Für Aufsichts- bzw. Beiratsmitglieder mit (teilweise) variabler Vergütung greift die neue Rechtsprechung nicht. D.h. hier bleibt es vorerst bei der Umsatzsteuerpflicht ihrer Tätigkeit.
Was können und müssen Sie tun als Gesellschaft mit einem Aufsichtsrat?
Alle zukünftigen Rechnungen der Aufsichtsräte mit Festvergütung sollten ohne Umsatzsteuerausweis erfolgen. Sollten die Aufsichtsräte weiterhin Umsatzsteuer in Rechnung stellen, schulden sie diese bis zu einer Rechnungskorrektur gegenüber dem Finanzamt. Selbst bei Gesellschaften, die z.B. als produzierendes Unternehmen generell zum Vorsteuerabzug berechtigt sind, wird der Vorsteuerabzug aus der Rechnung des Aufsichtsrats voraussichtlich versagt. Ob die Finanzverwaltung hier eine Übergangsfrist zulässt, bleibt abzuwarten.
Für die Veranlagungen bis zur Veröffentlichung des BFH-Urteils am 6. Februar 2020 greift ein Vertrauensschutz. Hier können sich die Gesellschaften auf die neue Rechtsprechung berufen, müssen dies aber nicht.
Was können und müssen Sie tun als Unternehmen mit einem Beirat?
Da sich die neue Rechtsprechung lediglich auf Aufsichtsräte und nicht ausdrücklich auch auf Beiräte bezieht, besteht bis zu einer Stellungnahme der Finanzverwaltung ein faktisches Wahlrecht der Gesellschaften mit einem Beirat: Sie können sich auf die aktuelle Rechtsprechung berufen oder belassen es bei der bisherigen Handhabung.
Wenn eine nicht variable Festvergütung vereinbart ist, können die Unternehmen die Bezahlung der Umsatzsteuer an ihre Beiratsmitglieder unter Hinweis auf die aktuelle Rechtsprechung verweigern.

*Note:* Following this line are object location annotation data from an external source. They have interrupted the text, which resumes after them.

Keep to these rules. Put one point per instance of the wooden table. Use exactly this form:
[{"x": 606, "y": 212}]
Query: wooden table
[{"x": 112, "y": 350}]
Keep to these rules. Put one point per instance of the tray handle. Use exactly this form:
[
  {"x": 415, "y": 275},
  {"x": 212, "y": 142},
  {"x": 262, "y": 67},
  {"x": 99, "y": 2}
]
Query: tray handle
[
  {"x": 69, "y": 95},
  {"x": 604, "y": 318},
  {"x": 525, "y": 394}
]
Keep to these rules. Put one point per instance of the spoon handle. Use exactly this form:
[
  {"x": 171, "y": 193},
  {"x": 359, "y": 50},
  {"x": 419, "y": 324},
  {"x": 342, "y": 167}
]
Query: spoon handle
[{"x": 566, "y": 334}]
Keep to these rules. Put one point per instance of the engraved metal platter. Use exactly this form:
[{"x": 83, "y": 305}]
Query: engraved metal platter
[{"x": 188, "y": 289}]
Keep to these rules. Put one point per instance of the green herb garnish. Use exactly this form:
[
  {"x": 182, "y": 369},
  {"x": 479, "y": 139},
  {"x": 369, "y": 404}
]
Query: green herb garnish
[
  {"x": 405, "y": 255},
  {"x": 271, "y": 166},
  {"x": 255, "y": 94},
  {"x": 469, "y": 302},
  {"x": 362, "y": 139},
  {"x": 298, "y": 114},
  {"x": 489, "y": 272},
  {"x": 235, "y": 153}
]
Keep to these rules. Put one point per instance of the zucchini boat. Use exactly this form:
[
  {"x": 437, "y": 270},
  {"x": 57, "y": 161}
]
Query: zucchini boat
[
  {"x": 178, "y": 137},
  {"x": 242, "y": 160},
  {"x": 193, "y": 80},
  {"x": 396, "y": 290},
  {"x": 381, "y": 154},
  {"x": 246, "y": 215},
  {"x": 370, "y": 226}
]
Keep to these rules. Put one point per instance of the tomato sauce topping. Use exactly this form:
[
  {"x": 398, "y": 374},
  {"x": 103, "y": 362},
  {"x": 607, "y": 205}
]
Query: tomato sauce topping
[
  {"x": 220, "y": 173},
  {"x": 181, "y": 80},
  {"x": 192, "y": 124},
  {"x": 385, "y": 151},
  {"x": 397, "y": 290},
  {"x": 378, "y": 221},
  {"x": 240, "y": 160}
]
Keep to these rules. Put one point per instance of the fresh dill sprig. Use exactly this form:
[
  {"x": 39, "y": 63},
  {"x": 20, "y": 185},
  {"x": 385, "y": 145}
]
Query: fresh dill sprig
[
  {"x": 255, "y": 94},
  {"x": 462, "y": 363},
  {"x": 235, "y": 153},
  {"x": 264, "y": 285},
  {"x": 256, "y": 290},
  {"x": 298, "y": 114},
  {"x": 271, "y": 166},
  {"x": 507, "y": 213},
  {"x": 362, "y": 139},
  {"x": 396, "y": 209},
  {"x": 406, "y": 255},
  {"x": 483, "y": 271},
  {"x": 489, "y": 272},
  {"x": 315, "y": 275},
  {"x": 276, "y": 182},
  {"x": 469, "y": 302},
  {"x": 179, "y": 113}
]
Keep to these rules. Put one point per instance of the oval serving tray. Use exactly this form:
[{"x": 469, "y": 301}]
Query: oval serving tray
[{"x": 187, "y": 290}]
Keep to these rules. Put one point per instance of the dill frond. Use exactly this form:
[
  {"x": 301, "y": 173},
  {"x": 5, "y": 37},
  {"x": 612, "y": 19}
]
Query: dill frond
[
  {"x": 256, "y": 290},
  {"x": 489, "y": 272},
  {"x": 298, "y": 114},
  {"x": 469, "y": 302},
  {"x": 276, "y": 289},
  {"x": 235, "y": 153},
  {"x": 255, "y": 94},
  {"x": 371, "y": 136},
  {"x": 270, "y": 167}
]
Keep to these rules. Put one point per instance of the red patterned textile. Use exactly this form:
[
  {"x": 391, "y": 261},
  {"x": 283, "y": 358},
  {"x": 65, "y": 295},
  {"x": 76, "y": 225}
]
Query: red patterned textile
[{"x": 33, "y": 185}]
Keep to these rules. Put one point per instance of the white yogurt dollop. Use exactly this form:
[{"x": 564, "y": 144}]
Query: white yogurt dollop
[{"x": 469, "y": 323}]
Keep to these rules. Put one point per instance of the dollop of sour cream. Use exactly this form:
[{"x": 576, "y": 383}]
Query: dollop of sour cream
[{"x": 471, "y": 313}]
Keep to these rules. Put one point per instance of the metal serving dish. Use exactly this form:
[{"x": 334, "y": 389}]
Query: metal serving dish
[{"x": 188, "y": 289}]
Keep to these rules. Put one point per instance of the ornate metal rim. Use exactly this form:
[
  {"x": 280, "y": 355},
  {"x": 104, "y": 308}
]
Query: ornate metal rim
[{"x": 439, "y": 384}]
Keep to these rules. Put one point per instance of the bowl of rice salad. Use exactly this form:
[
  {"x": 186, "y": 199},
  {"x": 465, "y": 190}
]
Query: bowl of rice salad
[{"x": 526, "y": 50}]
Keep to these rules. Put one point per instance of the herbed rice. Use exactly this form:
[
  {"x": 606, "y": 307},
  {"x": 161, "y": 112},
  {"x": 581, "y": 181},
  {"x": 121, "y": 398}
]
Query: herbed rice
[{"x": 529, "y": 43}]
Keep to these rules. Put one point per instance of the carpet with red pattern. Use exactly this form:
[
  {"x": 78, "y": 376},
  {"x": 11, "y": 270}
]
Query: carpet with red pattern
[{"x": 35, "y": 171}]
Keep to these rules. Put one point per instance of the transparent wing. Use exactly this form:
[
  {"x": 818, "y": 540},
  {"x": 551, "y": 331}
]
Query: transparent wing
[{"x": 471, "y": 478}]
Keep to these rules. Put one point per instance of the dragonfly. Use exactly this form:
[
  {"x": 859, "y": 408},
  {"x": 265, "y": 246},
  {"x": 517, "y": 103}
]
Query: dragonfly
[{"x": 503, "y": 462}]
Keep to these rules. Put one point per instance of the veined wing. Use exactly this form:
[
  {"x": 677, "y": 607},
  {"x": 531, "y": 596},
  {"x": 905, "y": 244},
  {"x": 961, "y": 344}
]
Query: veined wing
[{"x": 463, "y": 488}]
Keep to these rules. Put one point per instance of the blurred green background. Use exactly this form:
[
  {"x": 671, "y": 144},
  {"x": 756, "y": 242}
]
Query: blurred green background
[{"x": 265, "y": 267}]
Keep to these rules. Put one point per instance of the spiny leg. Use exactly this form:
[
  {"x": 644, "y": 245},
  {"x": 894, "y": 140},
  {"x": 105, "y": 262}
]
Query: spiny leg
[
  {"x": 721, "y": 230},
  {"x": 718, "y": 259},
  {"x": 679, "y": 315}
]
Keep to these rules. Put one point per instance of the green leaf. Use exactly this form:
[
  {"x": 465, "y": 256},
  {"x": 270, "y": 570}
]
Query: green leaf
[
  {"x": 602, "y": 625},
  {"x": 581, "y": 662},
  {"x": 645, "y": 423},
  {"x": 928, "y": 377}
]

Dies gilt grundsätzlich auch für bereits in der Vergangenheit ausgestellte Rechnungen, die korrigiert werden könnten.
Für Unternehmen, die zum Vorsteuerabzug berechtigt sind, z.B. produzierende Unternehmen, bedeutet die neue Rechtsprechung keinen wirtschaftlichen Vorteil. Da die Finanzverwaltung bislang den Ausweis der Umsatzsteuer in der Rechnung des Beiratsmitglieds und den damit verbundenen Vorsteuerabzug bei der Gesellschaft anerkennt, könnten diese Unternehmen zunächst die Reaktion der Finanzverwaltung auf die aktuelle Rechtsprechung abwarten.
Anders verhält es sich bei den Gesellschaften, die nicht zum vollen Vorsteuerabzug berechtigt sind, z.B. die meisten Family Offices. Diese können sich unter Hinweis auf die neue Rechtsprechung einen echten Kostenvorteil verschaffen, indem sie zukünftig keine Umsatzsteuer mehr an das Beiratsmitglied zahlen und ggf. sogar für bereits in der Vergangenheit erhaltene Rechnungen Rückzahlung verlangen. Ob dies von dem für das Beiratsmitglied zuständigen Finanzamt akzeptiert wird, ist offen, aber die mögliche Diskussion mit dem Finanzamt könnte sich für die betroffenen Gesellschaften lohnen.
Dr. Karin Ebel ist Partnerin der PETER MAY Family Business Consulting, Maren Kiera-Nöllen ist Fachanwältin für Steuerrecht bei Ebner Stolz.